Her recent research interests are related to digital design theory and methodology exploring their contribution to the emergence of new paradigms of architectural design and practice. Together with Robert Oxman she has recently edited a special issue of Architectural Design (AD) entitled, The New Structuralism: Design, Engineering and Architectural Technologies which provides a conceptual framework for a new material practice in architecture.

Rivka Oxman is an Associate Editor of the journal Design Studies - the International Journal for Design Research in Engineering, Architecture, Products and Systems, and has been appointed a Fellow of the Design Research Society (FDRS). In 2003, she received the Design Research Society and Elsevier Science Award for the best paper for her article entitled “The Thinking Eye: Visual Re-cognition in Design Emergence”.
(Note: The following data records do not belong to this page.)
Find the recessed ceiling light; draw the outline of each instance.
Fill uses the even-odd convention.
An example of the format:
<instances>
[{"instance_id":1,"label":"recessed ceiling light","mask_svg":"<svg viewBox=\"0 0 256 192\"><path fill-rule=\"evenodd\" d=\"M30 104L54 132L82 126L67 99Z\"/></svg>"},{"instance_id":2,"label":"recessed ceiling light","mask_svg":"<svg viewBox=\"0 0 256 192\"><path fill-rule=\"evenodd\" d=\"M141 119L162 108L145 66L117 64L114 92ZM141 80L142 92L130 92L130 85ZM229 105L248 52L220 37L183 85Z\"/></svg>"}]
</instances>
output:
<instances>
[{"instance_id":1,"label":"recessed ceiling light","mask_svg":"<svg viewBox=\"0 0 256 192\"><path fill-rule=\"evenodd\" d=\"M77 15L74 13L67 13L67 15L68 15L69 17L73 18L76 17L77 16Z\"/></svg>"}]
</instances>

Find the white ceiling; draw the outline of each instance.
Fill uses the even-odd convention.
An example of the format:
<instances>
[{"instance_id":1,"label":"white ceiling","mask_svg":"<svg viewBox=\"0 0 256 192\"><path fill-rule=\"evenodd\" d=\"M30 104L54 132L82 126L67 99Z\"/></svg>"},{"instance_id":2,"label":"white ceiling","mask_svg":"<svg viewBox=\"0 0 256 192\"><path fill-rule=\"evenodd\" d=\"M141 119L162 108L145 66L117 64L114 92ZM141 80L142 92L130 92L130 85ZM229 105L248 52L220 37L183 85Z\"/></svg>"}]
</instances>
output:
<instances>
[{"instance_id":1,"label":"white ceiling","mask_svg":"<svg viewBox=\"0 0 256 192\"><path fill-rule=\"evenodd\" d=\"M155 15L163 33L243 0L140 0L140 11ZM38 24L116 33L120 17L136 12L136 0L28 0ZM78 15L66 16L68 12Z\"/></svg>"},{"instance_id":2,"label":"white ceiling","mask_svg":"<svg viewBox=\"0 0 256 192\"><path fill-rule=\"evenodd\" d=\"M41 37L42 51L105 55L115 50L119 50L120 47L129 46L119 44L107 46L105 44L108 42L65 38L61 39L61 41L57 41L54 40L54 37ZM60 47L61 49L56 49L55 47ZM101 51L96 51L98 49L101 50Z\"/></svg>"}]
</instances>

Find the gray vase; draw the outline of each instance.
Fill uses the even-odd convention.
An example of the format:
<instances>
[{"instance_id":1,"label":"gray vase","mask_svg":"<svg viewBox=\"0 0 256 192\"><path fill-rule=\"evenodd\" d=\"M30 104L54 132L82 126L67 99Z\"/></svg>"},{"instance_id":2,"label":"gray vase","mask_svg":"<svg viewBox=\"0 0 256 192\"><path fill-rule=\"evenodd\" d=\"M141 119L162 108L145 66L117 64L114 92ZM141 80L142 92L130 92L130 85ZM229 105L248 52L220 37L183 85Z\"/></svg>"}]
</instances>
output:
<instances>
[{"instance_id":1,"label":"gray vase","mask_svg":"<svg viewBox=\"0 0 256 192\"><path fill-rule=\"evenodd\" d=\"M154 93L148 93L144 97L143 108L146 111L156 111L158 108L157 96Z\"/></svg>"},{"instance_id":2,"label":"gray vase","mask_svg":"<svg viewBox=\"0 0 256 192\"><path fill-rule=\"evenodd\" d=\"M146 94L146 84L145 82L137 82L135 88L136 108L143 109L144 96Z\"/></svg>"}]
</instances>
She is a member of the editorial boards of leading international scientific journals and conferences in the fields of design theories, design research, and design computation. She has published extensively in leading international journals as well as in books and invited chapters in books.

KEYNOTE LECTURE TWO

by Chris Bosse

Speaker Bio: Chris Bosse is director of LAVA Asia Pacific, Sydney, Australia and is Adjunct Professor at the University of Technology, Sydney.
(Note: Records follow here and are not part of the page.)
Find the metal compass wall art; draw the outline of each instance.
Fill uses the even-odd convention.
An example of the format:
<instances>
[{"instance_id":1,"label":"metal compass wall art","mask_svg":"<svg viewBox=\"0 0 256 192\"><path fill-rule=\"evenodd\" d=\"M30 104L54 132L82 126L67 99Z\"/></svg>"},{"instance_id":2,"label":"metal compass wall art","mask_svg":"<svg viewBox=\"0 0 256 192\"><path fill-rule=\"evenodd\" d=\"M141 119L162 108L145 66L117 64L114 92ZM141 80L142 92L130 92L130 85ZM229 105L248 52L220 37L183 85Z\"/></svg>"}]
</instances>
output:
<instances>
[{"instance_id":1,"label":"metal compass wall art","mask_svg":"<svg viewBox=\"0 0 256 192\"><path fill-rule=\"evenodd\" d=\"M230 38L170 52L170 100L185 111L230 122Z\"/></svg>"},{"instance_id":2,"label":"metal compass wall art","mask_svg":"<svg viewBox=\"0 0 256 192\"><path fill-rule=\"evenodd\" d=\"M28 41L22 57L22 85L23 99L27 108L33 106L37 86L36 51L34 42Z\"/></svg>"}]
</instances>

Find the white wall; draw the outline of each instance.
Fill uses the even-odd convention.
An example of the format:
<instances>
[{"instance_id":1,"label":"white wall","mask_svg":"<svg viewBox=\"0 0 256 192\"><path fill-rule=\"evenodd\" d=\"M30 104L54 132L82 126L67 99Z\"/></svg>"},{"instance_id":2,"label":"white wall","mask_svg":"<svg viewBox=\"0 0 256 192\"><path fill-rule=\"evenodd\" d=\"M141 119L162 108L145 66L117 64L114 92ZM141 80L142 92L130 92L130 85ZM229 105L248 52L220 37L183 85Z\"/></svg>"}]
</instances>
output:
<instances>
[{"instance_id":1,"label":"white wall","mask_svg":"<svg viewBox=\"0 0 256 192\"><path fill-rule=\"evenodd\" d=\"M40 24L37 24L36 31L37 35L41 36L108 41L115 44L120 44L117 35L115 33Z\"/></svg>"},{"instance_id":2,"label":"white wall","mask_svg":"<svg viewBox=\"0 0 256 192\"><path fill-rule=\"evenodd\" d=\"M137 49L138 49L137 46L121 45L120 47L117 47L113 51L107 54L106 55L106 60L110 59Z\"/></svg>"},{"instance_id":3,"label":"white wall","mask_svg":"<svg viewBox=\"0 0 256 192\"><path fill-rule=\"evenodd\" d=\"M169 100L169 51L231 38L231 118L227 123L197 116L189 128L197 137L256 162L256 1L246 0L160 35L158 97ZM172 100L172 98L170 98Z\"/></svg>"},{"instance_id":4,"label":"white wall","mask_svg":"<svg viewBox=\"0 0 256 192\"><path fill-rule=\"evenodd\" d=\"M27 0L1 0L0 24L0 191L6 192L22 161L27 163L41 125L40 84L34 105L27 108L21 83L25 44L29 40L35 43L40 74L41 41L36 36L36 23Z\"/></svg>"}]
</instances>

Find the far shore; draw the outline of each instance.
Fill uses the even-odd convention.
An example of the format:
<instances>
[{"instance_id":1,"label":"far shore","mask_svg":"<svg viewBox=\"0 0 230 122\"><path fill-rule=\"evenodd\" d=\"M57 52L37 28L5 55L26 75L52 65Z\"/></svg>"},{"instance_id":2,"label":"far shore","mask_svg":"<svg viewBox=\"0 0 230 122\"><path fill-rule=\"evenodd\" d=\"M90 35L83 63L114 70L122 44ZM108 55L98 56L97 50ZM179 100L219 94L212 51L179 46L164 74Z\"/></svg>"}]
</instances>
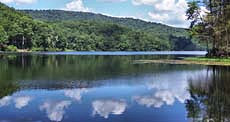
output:
<instances>
[{"instance_id":1,"label":"far shore","mask_svg":"<svg viewBox=\"0 0 230 122\"><path fill-rule=\"evenodd\" d=\"M206 58L190 57L181 60L159 59L159 60L135 60L134 63L159 63L159 64L197 64L209 66L230 66L230 58Z\"/></svg>"}]
</instances>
His work with PTW Architects on the Watercube Swimming Centre in Beijing received the prestigious Venice Biennale award in 2004 and Chris was recognized as an emerging architect by RIBA London.

With his UTS Masterclass he created the award winning digital origami cave, which was published internationally and recently revived in an installation in Milano.

Chris research in lightweight structures reaches back to his studies under Frei Otto at Stuttgart University and translates ideas of minimal surfaces, branching and pneumatic structures from the 1970’s into the digital age.

Download Chris’s CV, click here

KEYNOTE LECTURE THREE

The Space of CIBER and Reflections on Growth and Change in Research Domains

by Michael Ostwald



Abstract: The CIBER research centre at Newcastle has recently completed in the order of $4 million AUS, in research projects and has been awarded, in the last 18 months alone, an additional $4 million in competitive research grants. As an introduction to this centre, an overview is provided of several of the projects including (1) the formal analysis of domestic architecture, (2) re-testing past computational analytical theories, (3) computational fractal analysis, (4) pedestrian simulation using machine learning (5) pedestrian robotics and (6) design ethics. Finally, the presentation will reflect on some observations about the nature of scholarship in research communities.

the New Structuralism Speaker Bio:
Dean, Professor of Architecture
ARC Future Fellow
Research Director, CIBERs


School of Architecture and Built Environment
The University of Newcastle, Australia.


Email: michael.ostwald@newcastle.edu.au


Dr. Michael J. Ostwald, an ARC Future Fellow (2010-2014), is Professor of Architecture at the University of Newcastle, Australia. In 2004 he was appointed a Research Visitor at SIAL and a Visiting Professor at RMIT University. Between 2005 and 2010 he was a Professorial Research Fellow at Victoria University Wellington and in 2007 and 2008 he was a CHASS distinguished Research Visitor at the ANU. He is currently Director of the University of Newcastle research centre CIBER (Centre for Interdisciplinary Built Environment Research).

Michael Ostwald has been awarded in excess of $5,000,000 in competitive research funding from the ARC in Australia and from the Graham and Getty foundations in the USA. His almost 300 research publications include 25 edited and authored books. He has a PhD in architectural history and theory, completed a post-doctorial dissertation on baroque geometry at Harvard and the CCA in Montreal and was awarded a higher doctorate (Doctor of Science) in design mathematics in 2008. A past editor of Architectural Design Research he is currently on the editorial boards of Architectural Theory Review and Nexus: Architecture and Mathematics. On several notable occasions Michael has been commissioned by the ALTC to undertake major sociological studies focused on professional and academic groups.